Sharing gifts is a favorite way to sustain connection across peoples and cultures worldwide, but with bone marrow donation the gift-giving act is accompanied by uncomfortable side effects to the donor, making it a truly selfless expression of kindness. Recognizing this good will and wanting to improve the donor experience, Nicole McCoy, M.D., an anesthesiologist at MUSC, started looking for a new way to manage pain during and after the harvest procedure.
In a recent article published in Frontiers in Medicine, she and her colleagues describe a pain control method that has revolutionized the experience for donors and slashed the need for opioids.

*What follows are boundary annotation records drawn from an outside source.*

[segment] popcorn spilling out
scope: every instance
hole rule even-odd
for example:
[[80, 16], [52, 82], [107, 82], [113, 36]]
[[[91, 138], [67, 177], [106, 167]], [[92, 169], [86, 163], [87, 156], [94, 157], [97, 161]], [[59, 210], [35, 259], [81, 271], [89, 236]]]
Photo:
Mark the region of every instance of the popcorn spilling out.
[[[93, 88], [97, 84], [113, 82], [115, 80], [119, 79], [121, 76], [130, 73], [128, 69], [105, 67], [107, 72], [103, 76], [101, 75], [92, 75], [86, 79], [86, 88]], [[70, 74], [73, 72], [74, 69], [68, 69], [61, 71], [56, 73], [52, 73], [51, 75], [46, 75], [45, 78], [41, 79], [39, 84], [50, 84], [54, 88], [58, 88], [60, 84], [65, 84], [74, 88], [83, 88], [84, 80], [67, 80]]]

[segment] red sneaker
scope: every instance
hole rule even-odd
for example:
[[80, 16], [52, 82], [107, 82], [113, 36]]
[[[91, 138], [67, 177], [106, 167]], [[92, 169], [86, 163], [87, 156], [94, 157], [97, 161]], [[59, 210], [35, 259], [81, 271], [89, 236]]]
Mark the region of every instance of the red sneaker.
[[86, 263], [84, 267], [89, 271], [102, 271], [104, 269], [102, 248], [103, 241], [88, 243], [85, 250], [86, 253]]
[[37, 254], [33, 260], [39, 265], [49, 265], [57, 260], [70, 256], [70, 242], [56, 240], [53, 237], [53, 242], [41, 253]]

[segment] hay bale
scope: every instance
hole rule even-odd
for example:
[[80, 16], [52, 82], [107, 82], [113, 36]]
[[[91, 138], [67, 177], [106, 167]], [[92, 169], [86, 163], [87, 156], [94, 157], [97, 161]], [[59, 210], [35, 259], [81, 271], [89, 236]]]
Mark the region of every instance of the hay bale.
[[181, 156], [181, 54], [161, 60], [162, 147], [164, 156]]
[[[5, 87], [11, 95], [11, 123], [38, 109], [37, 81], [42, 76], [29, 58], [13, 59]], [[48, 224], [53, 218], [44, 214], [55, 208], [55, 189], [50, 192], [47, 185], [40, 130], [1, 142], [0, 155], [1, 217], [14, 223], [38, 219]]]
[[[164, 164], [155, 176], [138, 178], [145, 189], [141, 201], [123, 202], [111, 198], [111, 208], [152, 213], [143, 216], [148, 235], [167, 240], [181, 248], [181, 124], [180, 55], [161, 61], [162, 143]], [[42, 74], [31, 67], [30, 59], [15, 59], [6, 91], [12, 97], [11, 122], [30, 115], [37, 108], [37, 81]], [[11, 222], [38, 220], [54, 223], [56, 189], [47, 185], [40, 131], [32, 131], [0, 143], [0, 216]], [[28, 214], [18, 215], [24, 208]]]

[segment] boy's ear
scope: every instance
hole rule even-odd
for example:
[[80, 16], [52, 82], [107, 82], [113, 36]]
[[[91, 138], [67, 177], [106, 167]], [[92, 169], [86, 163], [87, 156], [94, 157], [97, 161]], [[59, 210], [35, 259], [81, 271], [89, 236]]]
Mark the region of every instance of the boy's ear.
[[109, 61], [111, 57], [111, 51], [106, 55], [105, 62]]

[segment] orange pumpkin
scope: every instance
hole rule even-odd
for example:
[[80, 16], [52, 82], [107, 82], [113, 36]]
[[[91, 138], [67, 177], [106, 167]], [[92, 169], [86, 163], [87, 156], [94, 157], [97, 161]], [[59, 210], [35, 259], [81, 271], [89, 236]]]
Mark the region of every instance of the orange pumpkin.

“We were able to really decrease the amount of IV pain medicine we gave in the operation as well as IV and oral pain medicine that we gave in the recovery room,” McCoy said. “And it came down to almost zero.”

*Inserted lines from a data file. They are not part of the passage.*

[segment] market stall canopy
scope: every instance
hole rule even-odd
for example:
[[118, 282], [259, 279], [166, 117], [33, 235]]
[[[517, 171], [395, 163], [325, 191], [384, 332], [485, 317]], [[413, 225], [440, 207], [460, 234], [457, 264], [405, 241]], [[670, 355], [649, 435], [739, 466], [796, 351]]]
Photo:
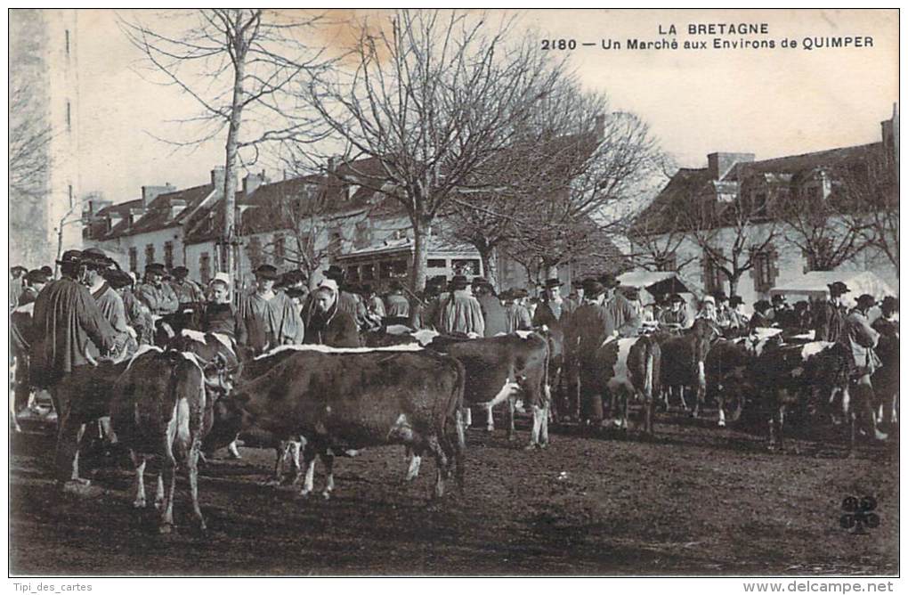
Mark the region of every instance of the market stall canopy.
[[769, 294], [824, 300], [829, 295], [829, 285], [836, 281], [843, 282], [851, 290], [844, 294], [843, 300], [845, 305], [849, 306], [853, 305], [857, 296], [862, 293], [869, 293], [878, 300], [887, 295], [897, 297], [899, 294], [886, 282], [870, 271], [811, 271], [797, 279], [776, 285], [769, 290]]
[[622, 287], [645, 289], [651, 295], [670, 295], [672, 293], [696, 294], [688, 288], [677, 273], [671, 271], [652, 273], [650, 271], [628, 271], [618, 275]]

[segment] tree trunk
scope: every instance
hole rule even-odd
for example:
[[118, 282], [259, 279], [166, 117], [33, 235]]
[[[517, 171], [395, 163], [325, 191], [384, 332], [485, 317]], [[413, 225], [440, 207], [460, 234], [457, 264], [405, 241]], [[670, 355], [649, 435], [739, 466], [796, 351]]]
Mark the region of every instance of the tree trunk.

Bone marrow transplant can be a lifesaver for patients with cancers like leukemia or lymphoma or for people with certain blood or immune system diseases, but it still relies on collection of stem cells from the patient or a donor, either related or unrelated.
And while stem cells can be collected from the blood or the bone marrow, oncologists may prefer the bone marrow option because it decreases the risk of a dangerous complication called graft-versus-host disease.
McCoy and her colleagues believed that improved pain management would mean a better experience for donors and might lead to more willingness to donate among other people who were previously fearful of the pain.